A Norman Rockwell painting recovered by the FBI, 40 years after it was stolen, could fetch more than $1 million at Heritage Auctions next month.
Rockwell painted Lazybones when he was just 25, as one of his earliest cover artworks for the Saturday Evening Post.
The painting depicts Mark Twain’s classic American character Huck Finn, asleep beneath a tree in his tattered suspenders.
After it was published in September 1919, the painting was sold to a New Jersey resident, who hung it in his recreation room for many years.
However, it was damaged during a game of pool in the mid-1950s, when the owner’s friend Robert Grant inadvertently tore it with his cue.
Grant then graciously bought the torn painting for $100 and hung it in his own home, where it became a much-loved family treasure.
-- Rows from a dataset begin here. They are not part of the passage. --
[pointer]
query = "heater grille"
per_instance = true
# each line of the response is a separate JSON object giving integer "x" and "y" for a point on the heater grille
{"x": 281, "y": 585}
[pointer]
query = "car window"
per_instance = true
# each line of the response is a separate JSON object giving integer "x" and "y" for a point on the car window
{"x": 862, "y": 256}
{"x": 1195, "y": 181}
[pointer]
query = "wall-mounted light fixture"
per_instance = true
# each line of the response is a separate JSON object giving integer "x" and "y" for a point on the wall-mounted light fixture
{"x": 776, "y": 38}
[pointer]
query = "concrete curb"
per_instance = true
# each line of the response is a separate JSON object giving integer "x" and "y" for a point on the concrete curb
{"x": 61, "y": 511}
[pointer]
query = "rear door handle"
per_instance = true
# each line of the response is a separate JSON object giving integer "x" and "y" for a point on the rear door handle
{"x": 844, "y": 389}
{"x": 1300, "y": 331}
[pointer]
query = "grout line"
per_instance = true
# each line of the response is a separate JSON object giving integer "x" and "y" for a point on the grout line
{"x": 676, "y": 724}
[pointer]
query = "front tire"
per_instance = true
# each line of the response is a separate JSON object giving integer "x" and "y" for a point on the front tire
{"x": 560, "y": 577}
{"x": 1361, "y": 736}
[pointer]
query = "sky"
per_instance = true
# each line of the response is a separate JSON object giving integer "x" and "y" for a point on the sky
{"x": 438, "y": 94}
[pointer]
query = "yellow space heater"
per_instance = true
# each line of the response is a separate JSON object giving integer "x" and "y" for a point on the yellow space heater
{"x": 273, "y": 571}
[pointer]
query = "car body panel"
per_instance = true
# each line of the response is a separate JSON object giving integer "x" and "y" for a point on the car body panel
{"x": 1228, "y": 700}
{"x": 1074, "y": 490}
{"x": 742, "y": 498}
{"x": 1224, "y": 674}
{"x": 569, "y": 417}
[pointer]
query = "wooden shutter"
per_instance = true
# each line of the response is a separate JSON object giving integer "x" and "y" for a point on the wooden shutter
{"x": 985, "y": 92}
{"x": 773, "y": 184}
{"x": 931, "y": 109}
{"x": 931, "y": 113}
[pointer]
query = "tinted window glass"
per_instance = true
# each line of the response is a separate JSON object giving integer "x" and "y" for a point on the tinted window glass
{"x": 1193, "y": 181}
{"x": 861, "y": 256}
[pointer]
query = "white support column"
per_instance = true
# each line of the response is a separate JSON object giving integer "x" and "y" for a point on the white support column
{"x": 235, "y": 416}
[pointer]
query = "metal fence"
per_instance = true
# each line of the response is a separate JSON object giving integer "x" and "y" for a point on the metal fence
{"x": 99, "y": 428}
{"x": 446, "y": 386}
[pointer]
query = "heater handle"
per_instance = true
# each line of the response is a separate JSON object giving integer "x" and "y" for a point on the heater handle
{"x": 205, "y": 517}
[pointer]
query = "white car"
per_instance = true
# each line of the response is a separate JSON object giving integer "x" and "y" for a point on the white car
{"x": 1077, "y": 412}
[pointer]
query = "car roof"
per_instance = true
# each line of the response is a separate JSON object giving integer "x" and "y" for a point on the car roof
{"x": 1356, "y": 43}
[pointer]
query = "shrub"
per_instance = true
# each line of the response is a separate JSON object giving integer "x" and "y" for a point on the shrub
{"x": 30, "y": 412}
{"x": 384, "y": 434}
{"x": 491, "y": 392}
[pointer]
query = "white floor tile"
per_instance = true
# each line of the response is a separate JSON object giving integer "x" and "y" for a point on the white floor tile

But in 1976 the painting was stolen during a burglary, along with a TV set and Grant’s coin collection. The thieves left no clues, the trail went cold, and the painting was believed lost forever.
Forty years later, on the anniversary of the theft, the Grant family told their story to an FBI agent who specialized in stolen artworks.
In an attempt to stir up some new information, the Bureau issued a press release about the painting, and it caught the eye of a Philadelphia antiques dealer.
For years he’d believed that the Rockwell painting he owned was a cheap reproduction – but when he read the story, and noticed it had a hole the size of a pool cue, he realized what he had hanging on his kitchen wall.
A stolen Norman Rockwell original worth $1 million.
He swiftly contacted the FBI, and after 40 years the Grant family was finally reunited with their long-lost painting.
"Usually we’re standing up here talking about corruption or violent crime or some serious drug organizations," said Acting U.S. Attorney of the Eastern District of PA Louis D. Lappen, as he returned the painting back in March 2017.
"It’s nice to be up here to just thank everyone and talk about an event that’s a feel-good event and is a piece of history."
Having been restored to its original condition, the early Norman Rockwell masterpiece is now expected to fetch $1 – $1.5 million when it goes under the hammer at Heritage Auctions in Dallas on November 3.